On l’aura compris, A Serious Man plonge dans l’identité juive des frères Coen, un terrain qu’ils n’avaient guère arpenté par le passé. C’est dire aussi si cette nouvelle comédie noire peut apparaître comme leur film le plus personnel. Jusqu’à reproduire à peu près fidèlement l’environnement géographique et culturel dans lequel ils ont été éduqués. « Nous ne considérons pas pour autant ce film comme autobiographique, observe Ethan , mais le cadre ressemble à celui dans lequel nous avons grandi. » « Nous sommes allés dans une école hébraïque, nous avons fait notre bar-mitzvah, avons vécu dans une communauté semblable à celle du film, et notre père était professeur à l’université. Mais les événements de l’histoire et tout ce qui arrive à cet homme sont pure invention », relève Joel.

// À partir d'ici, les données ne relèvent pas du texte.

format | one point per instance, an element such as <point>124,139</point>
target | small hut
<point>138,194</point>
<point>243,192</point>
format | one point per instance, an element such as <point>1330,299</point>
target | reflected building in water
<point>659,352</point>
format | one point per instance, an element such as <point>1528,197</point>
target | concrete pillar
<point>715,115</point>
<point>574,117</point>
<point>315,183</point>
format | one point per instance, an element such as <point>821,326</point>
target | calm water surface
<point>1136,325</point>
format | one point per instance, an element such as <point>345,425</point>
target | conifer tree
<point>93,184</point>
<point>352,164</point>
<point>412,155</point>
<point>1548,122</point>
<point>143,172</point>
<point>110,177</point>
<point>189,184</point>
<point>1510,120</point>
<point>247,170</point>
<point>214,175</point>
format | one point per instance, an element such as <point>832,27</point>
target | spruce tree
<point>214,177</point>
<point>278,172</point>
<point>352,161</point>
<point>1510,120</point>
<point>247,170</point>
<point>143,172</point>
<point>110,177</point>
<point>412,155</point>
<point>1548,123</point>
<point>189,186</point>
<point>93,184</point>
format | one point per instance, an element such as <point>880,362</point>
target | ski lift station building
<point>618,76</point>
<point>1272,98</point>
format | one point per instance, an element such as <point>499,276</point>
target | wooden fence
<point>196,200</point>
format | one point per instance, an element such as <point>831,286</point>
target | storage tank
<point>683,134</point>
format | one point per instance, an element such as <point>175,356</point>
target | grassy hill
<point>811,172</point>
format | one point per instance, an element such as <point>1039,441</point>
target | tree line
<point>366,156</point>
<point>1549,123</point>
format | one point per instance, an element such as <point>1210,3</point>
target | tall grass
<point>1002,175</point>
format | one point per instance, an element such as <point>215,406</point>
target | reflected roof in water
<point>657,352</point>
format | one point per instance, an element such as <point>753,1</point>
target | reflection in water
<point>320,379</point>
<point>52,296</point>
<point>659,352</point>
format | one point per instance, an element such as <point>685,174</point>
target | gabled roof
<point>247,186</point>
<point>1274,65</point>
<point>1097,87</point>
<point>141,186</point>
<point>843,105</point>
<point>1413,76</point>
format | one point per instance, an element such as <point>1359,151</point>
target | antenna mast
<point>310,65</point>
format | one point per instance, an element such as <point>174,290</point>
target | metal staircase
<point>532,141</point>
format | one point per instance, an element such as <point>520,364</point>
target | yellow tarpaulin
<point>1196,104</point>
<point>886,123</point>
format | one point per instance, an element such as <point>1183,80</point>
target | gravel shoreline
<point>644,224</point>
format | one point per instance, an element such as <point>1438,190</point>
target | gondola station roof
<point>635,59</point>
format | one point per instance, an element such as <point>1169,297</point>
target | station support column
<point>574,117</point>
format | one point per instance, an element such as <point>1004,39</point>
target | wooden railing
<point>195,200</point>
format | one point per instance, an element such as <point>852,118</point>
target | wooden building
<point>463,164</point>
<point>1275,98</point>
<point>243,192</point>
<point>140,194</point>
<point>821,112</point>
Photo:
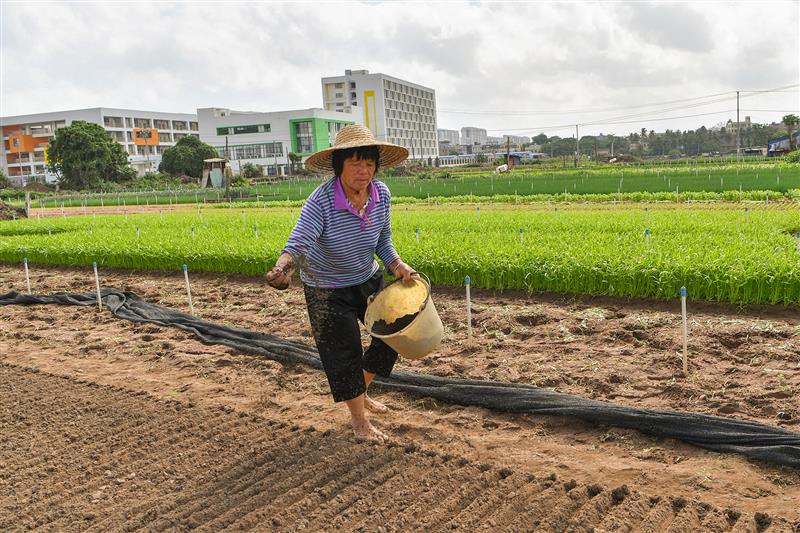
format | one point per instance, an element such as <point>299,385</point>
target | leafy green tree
<point>186,157</point>
<point>791,122</point>
<point>84,156</point>
<point>5,183</point>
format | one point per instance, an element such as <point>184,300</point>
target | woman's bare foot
<point>374,405</point>
<point>364,428</point>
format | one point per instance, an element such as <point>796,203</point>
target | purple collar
<point>340,200</point>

Ce fils, c’est Danny, jeune garçon à la veille de sa bar-mitzvah et qui passe le plus clair de son temps à regarder F-Troop à la télévision, quand il n’écoute pas le Jefferson Airplane sur sa radio de poche – nous sommes en 1967, eneffet, moment sur lequel les cinéastes n’ont jamais envisagé sérieusement de transiger. « Cette période correspondait à ce que nous voulions faire et au moment où nous avions nous-mêmes l’âge de Danny, souligne Ethan. Quant à opter pour 1967 précisément? La chanson Somebody to Love , du Jefferson Airplane, joue un rôle important dans le film, et l’album Surrealistic Pillow , sur lequel elle figure, est sorti au printemps de cette année-là. Cela n’a sans doute pas dicté notre choix, mais l’a suggéré. Le décor influence le ton d’un film, et nous tenions à ce que les choses ressemblent à cela. Tout change tellement vite, un an plus tard, déjà, cela n’aurait plus été pareil. » « Nous n’avons jamais envisagéA Serious Man autrement que comme un film d’époque, précise encore Joel . Je ne suis pas sûr que nos esprits et notre imagination auraient pu accoucher d’une telle histoire dans un contexte contemporain, parce que nous sommes désormais tellement éloignés de cette réalité. Alors que là, cela correspond à notre vécu. Pour faire un film sur une communauté juive du Midwest, il fallait l’avoir vécu… » Et de conclure, de concert, ce chapitre sur une pirouette: « Sans doute A Serious Man présente-t-il des connexions personnelles que n’ont pas nos autres films. Mais quel que soit le sujet d’un film, il est le résultat de votre identité profonde. Même s’il s’agit d’envoyer un singe sur la lune… »

The Dude playing the Duke

Autre particularité de A Serious Man, le film ne compte aucune star à son générique. Les frères Coen ont ainsi jeté leur dévolu sur un parfait inconnu, Michael Stuhlbarg, pour tenir, avec conviction, le rôle principal, parmi d’autres visages pas plus familiers. On est loin, donc, des George Clooney, Brad Pitt et autre Javier Bardem peuplant leurs derniers films. « Nous voulions que l’on ressente cet environnement comme vrai, explique Ethan. Et une star de cinéma n’aurait aucunement contribué à ancrer le film dans un sentiment de réalité. Larry est un homme ordinaire. Certaines stars arrivent à projeter cette qualité, mais nous tenions à ce que le spectateur soit immergé dans un environnement exotique dont une star aurait pu l’arracher. Cela étant, comme cinéastes, tourner avec Brad Pitt ou Michael Stuhlbarg ne présente pas de différence. »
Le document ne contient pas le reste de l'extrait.